杨娟,曹浩宇,汪荣贵,薛丽霞,胡敏(合肥工业大学计算机与信息学院, 合肥 230009)
目的 细粒度车型识别旨在通过任意角度及场景下的车辆外观图像识别出其生产厂家、品牌型号、年款等信息，在智慧交通、安防等领域具有重要意义。针对该问题，目前主流方法已由手工特征提取向卷积神经网络为代表的深度学习方法过渡。但该类方法仍存在弊端，首先是识别时须指定车辆的具体位置，其次是无法充分利用细粒度目标识别其视觉差异主要集中在关键的目标局部的特点。为解决这些问题，提出基于区域建议网络的细粒度识别方法，并成功应用于车型识别。方法 区域建议网络是一种全卷积神经网络，该方法首先通过卷积神经网络提取图像深层卷积特征，然后在卷积特征上滑窗产生区域候选，之后将区域候选的特征经分类层及回归层得到其为目标的概率及目标的位置，最后将这些区域候选通过目标检测网络获取其具体类别及目标的精确位置，并通过非极大值抑制算法得到最终识别结果。结果 该方法在斯坦福BMW-10数据集的识别准确率为76.38%，在斯坦福Cars-196数据集识别准确率为91.48%，不仅大幅领先于传统手工特征方法，也取得了与目前最优的方法相当的识别性能。该方法同时在真实自然场景中取得了优异的识别效果。结论 区域建议网络不仅为目标检测提供了目标的具体位置，而且提供了具有区分度的局部区域，为细粒度目标识别提供了一种新的思路。该方法克服了传统目标识别对于目标位置的依赖，并且能够实现一图多车等复杂场景下的车型细粒度识别，具有更好的鲁棒性及实用性。

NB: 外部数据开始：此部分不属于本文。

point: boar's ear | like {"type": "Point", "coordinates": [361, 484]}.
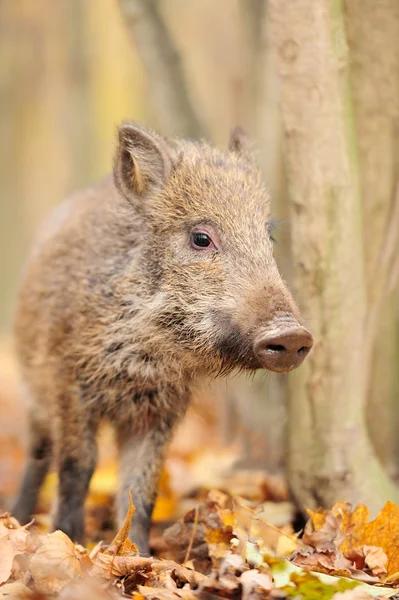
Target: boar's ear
{"type": "Point", "coordinates": [239, 142]}
{"type": "Point", "coordinates": [143, 162]}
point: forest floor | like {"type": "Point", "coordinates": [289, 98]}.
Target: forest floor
{"type": "Point", "coordinates": [219, 531]}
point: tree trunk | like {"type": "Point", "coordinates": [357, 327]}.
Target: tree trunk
{"type": "Point", "coordinates": [329, 453]}
{"type": "Point", "coordinates": [373, 39]}
{"type": "Point", "coordinates": [174, 111]}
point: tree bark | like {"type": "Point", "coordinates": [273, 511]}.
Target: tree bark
{"type": "Point", "coordinates": [373, 38]}
{"type": "Point", "coordinates": [329, 453]}
{"type": "Point", "coordinates": [174, 111]}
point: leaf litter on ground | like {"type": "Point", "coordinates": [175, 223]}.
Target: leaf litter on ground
{"type": "Point", "coordinates": [222, 548]}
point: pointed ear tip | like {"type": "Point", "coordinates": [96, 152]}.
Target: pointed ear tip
{"type": "Point", "coordinates": [126, 129]}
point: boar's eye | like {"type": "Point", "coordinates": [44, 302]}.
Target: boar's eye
{"type": "Point", "coordinates": [201, 240]}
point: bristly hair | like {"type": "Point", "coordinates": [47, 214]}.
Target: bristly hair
{"type": "Point", "coordinates": [274, 225]}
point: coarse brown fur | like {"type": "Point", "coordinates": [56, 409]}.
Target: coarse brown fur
{"type": "Point", "coordinates": [118, 316]}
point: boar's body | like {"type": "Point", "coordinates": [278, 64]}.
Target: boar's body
{"type": "Point", "coordinates": [136, 288]}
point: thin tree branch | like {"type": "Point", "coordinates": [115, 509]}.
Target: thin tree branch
{"type": "Point", "coordinates": [173, 107]}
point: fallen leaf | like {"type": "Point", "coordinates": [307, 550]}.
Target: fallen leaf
{"type": "Point", "coordinates": [13, 541]}
{"type": "Point", "coordinates": [55, 563]}
{"type": "Point", "coordinates": [254, 584]}
{"type": "Point", "coordinates": [121, 544]}
{"type": "Point", "coordinates": [371, 557]}
{"type": "Point", "coordinates": [14, 590]}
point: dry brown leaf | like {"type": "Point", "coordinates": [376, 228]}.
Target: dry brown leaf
{"type": "Point", "coordinates": [13, 541]}
{"type": "Point", "coordinates": [55, 563]}
{"type": "Point", "coordinates": [254, 584]}
{"type": "Point", "coordinates": [383, 532]}
{"type": "Point", "coordinates": [371, 557]}
{"type": "Point", "coordinates": [88, 589]}
{"type": "Point", "coordinates": [15, 590]}
{"type": "Point", "coordinates": [330, 561]}
{"type": "Point", "coordinates": [109, 566]}
{"type": "Point", "coordinates": [354, 594]}
{"type": "Point", "coordinates": [162, 594]}
{"type": "Point", "coordinates": [121, 544]}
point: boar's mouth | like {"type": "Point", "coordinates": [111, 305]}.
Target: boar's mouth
{"type": "Point", "coordinates": [280, 349]}
{"type": "Point", "coordinates": [234, 347]}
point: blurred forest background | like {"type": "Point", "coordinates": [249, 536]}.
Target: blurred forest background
{"type": "Point", "coordinates": [316, 84]}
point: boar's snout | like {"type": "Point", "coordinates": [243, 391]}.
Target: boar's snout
{"type": "Point", "coordinates": [284, 350]}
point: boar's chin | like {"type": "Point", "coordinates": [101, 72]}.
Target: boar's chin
{"type": "Point", "coordinates": [234, 347]}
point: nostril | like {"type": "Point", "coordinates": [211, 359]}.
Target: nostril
{"type": "Point", "coordinates": [303, 350]}
{"type": "Point", "coordinates": [276, 347]}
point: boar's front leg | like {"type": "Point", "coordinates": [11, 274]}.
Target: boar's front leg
{"type": "Point", "coordinates": [76, 456]}
{"type": "Point", "coordinates": [141, 455]}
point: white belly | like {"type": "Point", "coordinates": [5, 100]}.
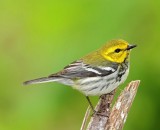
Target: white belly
{"type": "Point", "coordinates": [93, 86]}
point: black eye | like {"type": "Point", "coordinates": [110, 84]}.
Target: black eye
{"type": "Point", "coordinates": [117, 50]}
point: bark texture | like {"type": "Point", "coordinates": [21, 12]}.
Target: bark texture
{"type": "Point", "coordinates": [114, 118]}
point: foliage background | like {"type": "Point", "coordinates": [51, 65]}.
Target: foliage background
{"type": "Point", "coordinates": [39, 37]}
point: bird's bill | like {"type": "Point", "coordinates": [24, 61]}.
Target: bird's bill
{"type": "Point", "coordinates": [131, 47]}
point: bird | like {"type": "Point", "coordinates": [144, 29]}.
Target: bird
{"type": "Point", "coordinates": [99, 72]}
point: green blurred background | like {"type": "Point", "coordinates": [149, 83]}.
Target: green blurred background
{"type": "Point", "coordinates": [38, 38]}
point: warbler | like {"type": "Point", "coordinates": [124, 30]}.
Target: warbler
{"type": "Point", "coordinates": [97, 73]}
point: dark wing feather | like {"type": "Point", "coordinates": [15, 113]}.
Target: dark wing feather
{"type": "Point", "coordinates": [78, 69]}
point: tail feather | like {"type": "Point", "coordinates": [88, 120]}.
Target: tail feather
{"type": "Point", "coordinates": [40, 80]}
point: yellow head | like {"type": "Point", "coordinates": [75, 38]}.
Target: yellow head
{"type": "Point", "coordinates": [116, 50]}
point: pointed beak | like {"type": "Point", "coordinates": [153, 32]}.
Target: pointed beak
{"type": "Point", "coordinates": [131, 47]}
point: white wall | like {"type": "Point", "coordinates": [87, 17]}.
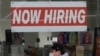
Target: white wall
{"type": "Point", "coordinates": [43, 38]}
{"type": "Point", "coordinates": [30, 38]}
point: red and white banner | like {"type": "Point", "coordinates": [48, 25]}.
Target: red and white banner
{"type": "Point", "coordinates": [48, 16]}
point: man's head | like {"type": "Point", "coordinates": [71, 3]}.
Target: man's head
{"type": "Point", "coordinates": [57, 50]}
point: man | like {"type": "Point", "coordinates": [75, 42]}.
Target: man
{"type": "Point", "coordinates": [58, 50]}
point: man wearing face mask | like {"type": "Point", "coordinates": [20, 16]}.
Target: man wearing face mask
{"type": "Point", "coordinates": [58, 50]}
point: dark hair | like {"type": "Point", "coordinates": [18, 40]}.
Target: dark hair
{"type": "Point", "coordinates": [58, 47]}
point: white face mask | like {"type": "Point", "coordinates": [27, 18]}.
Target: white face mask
{"type": "Point", "coordinates": [50, 54]}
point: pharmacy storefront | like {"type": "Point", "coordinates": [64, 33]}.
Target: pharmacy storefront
{"type": "Point", "coordinates": [61, 22]}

Fine-grained car recognition method based on region proposal networks
Yang Juan,Cao Haoyu,Wang Ronggui,Xue Lixia,Hu Min(School of Computer and Information, Hefei University of Technology, Hefei 230009, China)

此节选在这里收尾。